How this transpires is the second part of the film, the part that usually doesn’t get told.  In fact what we know until now has mostly been shown, not said — revealed in images, colors, casting, and the use of the camera’s frame.  Lorna’s robust, vibrant, dynamic body bending to place a bowl of water on the floor for Claudy, coiled like some kind of rodent desperately lapping it up, presented a dependency painful to watch.  

 

 

Yet now it’s Lorna herself, joyously mounting the third flight of stairs in the building she leased for her new café, on the phone with Sokol to share her impressions, who caves in on the steps, for reasons she can’t yet register.  Only moments away from dancing with her Sokol, Lorna in her usual scarlet shirts and sweaters, Sokol in his royal blue jacket, the vital colors of youth, Lorna now visits the hospital where Claudy, only days earlier, recovered within the primal amber-red and gold walls of the corridors in his place of choice.  Color is used as a subjective, perhaps unconsciously subversive, expression of self for Lorna, but even for the hospital, which here is a warm and benevolent haven rather than a cold and dismal space. 

 

Yet the camera itself, in this film if not in earlier works by the Dardennes, remains calmly observational rather than rabidly subjective, and it keeps mainly to the middle distance, placing the action in context.  It reframes the sparsely furnished, makeshift habitat of Lorna and Claudy when it captures Lorna’s bare and bleak “dream dwelling” in Liège as empty and gray, even its garden with a wintry tree.  

 

In a subsequent scene of Lorna lost in a forest, the towering trees, or at least their dropped, dead branches, ironically become Lorna’s fuel for a fire in finding herself, and we hear that fire crackle, but its flaming reds and yellows are off-screen.

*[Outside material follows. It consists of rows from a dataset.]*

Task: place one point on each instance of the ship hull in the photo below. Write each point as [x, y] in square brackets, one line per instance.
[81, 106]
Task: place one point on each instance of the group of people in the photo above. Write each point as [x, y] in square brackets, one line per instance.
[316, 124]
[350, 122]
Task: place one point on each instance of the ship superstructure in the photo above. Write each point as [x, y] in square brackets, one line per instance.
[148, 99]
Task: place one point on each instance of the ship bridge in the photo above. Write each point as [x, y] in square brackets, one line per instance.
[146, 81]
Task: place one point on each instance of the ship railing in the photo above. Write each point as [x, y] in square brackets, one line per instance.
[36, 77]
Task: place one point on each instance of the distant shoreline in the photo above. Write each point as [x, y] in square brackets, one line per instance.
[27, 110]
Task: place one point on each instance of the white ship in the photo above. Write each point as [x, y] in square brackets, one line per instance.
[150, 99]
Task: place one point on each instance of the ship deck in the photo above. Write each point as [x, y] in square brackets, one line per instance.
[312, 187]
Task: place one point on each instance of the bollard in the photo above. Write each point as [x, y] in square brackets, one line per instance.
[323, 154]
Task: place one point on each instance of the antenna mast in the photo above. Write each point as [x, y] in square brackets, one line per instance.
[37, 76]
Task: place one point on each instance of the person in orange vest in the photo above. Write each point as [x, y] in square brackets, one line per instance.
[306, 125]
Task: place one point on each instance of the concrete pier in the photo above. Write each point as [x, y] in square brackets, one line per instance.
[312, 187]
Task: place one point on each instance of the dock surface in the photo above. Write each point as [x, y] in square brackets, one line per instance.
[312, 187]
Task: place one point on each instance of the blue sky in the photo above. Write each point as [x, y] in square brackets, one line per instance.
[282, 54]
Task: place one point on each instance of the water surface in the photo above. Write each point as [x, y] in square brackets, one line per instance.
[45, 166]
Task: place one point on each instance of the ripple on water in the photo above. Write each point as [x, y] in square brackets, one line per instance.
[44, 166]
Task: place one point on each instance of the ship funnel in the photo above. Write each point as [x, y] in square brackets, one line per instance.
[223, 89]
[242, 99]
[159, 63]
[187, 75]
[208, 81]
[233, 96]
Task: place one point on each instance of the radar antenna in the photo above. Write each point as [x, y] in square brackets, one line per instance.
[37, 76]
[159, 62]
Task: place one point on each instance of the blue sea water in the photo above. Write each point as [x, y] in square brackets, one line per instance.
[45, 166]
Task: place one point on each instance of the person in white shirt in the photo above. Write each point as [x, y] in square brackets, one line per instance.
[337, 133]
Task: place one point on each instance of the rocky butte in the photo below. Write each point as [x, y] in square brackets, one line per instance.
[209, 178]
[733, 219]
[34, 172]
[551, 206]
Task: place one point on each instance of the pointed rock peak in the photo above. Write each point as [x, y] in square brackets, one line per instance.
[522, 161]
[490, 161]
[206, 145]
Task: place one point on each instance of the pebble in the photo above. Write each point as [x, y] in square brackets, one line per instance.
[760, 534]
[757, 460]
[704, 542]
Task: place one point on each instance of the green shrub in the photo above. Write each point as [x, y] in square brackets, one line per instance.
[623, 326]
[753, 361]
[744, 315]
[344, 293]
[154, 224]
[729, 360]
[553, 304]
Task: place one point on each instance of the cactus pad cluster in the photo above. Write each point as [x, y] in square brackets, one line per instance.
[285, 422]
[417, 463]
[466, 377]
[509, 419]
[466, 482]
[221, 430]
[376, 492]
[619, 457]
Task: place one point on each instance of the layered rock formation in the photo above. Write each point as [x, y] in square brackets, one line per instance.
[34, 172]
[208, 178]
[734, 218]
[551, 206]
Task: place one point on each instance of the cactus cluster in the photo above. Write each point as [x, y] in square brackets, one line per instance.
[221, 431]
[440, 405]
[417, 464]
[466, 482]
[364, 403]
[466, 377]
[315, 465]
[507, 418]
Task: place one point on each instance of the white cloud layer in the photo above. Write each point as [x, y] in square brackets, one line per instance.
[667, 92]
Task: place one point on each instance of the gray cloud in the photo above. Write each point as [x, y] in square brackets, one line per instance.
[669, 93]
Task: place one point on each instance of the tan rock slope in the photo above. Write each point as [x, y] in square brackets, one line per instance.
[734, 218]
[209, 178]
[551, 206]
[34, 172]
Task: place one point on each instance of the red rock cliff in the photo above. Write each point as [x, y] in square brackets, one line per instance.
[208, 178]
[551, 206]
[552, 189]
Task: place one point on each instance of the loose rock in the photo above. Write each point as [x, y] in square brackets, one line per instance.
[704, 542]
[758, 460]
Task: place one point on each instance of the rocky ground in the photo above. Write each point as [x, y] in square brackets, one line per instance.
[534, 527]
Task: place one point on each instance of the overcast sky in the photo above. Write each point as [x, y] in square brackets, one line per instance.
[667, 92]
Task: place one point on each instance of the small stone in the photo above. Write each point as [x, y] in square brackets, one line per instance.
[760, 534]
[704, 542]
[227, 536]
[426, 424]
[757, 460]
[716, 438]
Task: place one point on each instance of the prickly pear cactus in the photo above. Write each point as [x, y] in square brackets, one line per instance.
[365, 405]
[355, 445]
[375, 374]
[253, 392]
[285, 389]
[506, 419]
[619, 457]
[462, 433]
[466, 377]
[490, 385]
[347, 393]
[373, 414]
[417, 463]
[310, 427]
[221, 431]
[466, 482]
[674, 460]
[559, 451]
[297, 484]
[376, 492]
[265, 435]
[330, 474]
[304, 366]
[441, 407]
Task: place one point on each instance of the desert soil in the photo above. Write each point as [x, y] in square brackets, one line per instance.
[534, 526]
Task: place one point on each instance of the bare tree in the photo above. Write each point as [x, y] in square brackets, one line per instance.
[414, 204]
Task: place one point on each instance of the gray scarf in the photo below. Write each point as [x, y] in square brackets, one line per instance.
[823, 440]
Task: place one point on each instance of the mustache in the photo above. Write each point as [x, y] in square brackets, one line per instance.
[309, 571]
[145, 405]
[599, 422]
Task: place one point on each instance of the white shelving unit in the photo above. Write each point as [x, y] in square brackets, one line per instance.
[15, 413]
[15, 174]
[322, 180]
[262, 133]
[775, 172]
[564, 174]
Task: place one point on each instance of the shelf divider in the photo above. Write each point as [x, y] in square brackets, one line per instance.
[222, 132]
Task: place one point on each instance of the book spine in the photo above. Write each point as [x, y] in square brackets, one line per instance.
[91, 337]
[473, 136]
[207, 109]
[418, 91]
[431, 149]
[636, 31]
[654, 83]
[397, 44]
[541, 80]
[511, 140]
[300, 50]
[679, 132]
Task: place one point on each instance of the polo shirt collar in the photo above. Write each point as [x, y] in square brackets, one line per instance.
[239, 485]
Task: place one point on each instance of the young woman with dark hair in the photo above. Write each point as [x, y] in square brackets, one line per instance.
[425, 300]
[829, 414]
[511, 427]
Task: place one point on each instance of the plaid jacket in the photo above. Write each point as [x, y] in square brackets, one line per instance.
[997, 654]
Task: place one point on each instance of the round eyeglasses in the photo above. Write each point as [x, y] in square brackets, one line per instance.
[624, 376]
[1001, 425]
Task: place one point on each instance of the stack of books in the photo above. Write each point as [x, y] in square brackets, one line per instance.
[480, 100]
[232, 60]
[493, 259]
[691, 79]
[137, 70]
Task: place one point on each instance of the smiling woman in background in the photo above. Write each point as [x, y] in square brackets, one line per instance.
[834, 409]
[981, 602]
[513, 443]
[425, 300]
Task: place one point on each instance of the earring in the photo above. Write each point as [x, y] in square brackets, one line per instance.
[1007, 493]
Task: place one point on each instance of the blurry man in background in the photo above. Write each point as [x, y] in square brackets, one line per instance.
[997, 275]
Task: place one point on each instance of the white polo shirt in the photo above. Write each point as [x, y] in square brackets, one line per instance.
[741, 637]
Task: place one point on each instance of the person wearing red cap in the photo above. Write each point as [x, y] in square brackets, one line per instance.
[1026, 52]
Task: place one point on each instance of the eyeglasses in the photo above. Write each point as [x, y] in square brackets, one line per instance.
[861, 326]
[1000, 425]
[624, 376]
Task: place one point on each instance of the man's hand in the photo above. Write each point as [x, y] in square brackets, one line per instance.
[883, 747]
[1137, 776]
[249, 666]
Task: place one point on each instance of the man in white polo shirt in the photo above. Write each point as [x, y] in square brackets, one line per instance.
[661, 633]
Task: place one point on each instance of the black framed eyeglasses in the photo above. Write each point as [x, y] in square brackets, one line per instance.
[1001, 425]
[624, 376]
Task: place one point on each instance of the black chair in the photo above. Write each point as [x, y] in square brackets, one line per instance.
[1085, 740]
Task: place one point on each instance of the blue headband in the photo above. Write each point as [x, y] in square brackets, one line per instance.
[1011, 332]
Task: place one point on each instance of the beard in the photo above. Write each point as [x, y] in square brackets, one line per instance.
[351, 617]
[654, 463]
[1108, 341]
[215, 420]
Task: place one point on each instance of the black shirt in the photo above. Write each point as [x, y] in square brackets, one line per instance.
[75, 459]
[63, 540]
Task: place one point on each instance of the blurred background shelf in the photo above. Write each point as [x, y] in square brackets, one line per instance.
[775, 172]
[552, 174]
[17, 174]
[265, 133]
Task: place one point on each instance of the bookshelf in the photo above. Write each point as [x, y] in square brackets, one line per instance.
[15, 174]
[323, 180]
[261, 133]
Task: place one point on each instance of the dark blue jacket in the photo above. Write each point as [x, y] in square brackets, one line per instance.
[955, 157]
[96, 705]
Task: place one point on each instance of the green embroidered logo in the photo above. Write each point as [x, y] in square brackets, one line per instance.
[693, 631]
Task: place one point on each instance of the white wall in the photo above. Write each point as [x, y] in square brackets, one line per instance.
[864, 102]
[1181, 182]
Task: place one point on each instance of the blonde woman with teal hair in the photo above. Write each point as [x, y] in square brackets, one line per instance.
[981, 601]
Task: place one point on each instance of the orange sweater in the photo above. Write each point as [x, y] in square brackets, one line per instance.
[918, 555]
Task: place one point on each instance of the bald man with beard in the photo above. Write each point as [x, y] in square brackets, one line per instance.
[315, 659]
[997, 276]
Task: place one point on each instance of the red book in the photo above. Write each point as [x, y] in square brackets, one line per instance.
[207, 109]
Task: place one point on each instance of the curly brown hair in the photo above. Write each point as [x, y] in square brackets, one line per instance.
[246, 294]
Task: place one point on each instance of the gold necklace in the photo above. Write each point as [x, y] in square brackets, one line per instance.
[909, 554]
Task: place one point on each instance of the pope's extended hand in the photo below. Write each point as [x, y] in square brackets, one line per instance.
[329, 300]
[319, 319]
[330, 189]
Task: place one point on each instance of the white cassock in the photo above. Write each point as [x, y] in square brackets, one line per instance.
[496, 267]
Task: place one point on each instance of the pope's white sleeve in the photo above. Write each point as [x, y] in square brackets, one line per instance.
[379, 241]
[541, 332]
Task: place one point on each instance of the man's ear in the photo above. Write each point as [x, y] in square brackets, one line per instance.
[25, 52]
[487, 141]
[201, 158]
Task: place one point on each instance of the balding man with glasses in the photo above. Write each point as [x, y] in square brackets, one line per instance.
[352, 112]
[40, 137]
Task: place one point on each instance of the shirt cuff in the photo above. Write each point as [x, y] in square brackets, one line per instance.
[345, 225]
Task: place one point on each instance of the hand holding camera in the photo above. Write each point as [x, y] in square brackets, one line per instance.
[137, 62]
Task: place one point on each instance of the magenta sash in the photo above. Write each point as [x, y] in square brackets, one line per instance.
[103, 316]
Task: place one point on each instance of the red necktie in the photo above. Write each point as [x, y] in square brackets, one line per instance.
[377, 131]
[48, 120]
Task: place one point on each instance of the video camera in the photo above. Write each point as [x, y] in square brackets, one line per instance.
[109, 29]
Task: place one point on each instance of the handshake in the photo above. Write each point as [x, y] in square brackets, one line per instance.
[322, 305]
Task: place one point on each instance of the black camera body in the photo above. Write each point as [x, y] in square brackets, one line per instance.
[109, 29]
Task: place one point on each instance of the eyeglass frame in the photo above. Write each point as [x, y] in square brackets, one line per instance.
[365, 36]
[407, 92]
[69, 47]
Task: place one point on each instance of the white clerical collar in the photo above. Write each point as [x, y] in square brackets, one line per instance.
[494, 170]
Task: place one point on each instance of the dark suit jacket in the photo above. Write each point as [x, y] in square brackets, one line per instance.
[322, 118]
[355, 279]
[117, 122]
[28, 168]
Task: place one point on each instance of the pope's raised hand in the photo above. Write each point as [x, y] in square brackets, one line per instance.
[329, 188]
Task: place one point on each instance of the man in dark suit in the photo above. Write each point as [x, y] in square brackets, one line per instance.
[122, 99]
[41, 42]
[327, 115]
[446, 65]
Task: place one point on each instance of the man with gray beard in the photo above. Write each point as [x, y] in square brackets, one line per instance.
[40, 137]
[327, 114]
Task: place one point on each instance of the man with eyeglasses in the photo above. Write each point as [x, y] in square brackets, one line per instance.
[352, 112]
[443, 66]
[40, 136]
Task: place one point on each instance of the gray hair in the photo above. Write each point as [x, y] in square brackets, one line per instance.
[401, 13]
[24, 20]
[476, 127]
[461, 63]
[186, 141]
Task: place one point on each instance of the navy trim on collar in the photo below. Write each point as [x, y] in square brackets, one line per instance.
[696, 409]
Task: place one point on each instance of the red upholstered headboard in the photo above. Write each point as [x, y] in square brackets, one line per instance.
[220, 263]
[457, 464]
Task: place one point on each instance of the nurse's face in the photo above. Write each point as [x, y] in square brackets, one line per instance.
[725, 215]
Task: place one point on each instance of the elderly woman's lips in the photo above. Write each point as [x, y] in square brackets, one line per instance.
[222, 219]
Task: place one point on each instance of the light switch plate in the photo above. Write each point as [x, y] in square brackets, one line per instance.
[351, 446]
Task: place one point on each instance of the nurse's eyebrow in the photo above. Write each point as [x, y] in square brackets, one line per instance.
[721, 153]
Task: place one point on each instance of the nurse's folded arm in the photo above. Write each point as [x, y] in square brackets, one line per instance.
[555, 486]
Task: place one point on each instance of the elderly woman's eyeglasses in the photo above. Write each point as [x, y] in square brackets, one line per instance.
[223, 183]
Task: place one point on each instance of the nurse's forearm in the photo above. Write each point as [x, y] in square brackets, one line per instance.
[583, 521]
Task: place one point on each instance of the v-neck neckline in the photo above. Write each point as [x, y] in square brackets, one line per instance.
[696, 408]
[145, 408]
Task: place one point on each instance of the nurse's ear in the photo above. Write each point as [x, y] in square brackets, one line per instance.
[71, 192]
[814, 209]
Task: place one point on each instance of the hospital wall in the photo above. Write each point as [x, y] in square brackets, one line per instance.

Lorna’s Silence is perhaps the Dardennes at their most lyrical moment.  In a film in which actions speak loudly but silence is deadly, the narrative has been constructed of links in a seemingly endless chain.  To see Lorna try to break that chain is to witness the same kind of trial-and-error steps she took to help Claudy, except we note that increasingly, she begins to say what she is doing, and she says it to the wrong people, and in a very peculiar fashion.  Just as she shouldn’t tell Fabio that she succeeded in divorcing Claudy (because he worries about glitches with the authorities), she shouldn’t announce to him or her betrothed Russian her new state of affairs as she sees it.  But she does — and why?  She begins to speak up to others: a doctor, a nurse, even to someone we don’t see….

 

Lorna’s conflict lies between mastering her tasks — criminal ones like marrying Claudy and noble ones like divorcing him — and taking stock of all that this mastery entails and exactly what it means.  This is the major “gap” in the film, a glorious leap and a bound, and it is expressed by the Dardennes in one of their real departures in filmmaking, a burst of non-diegetic music.  Quietly, with bewildering awe, a piano accompanies Lorna’s monologue in a dénouement that finally carries her from silence to speech to “song.”  An arietta from a  Beethoven sonata leaves us with Lorna’s spoken “lullaby” for anyone who has been dear to her.

 

 

Lorna’s Silence

 

Directors: Jean-Pierre and Luc Dardenne; Producers: Jean-Pierre and Luc Dardenne, Denis Freyd; Screenplay: Jean-Pierre and Luc Dardenne; Cinematography: Alain Marcoen s.b.c.; Sound: Jean-Pierre Duret; Editing: Marie-Hélène Dozo; Production Design: Igor Gabriel; Costumes: Monic Parelle.

 

Cast: Arta Dobroshi, Jérémie Renier, Fabrizio Rongione, Alban Ukaj, Morgan Marinne, Olivier Gourmet, Anton Yakovlev, Grigori Manukov.

 

Color, 35mm, 105 minutes.  In French with English subtitles.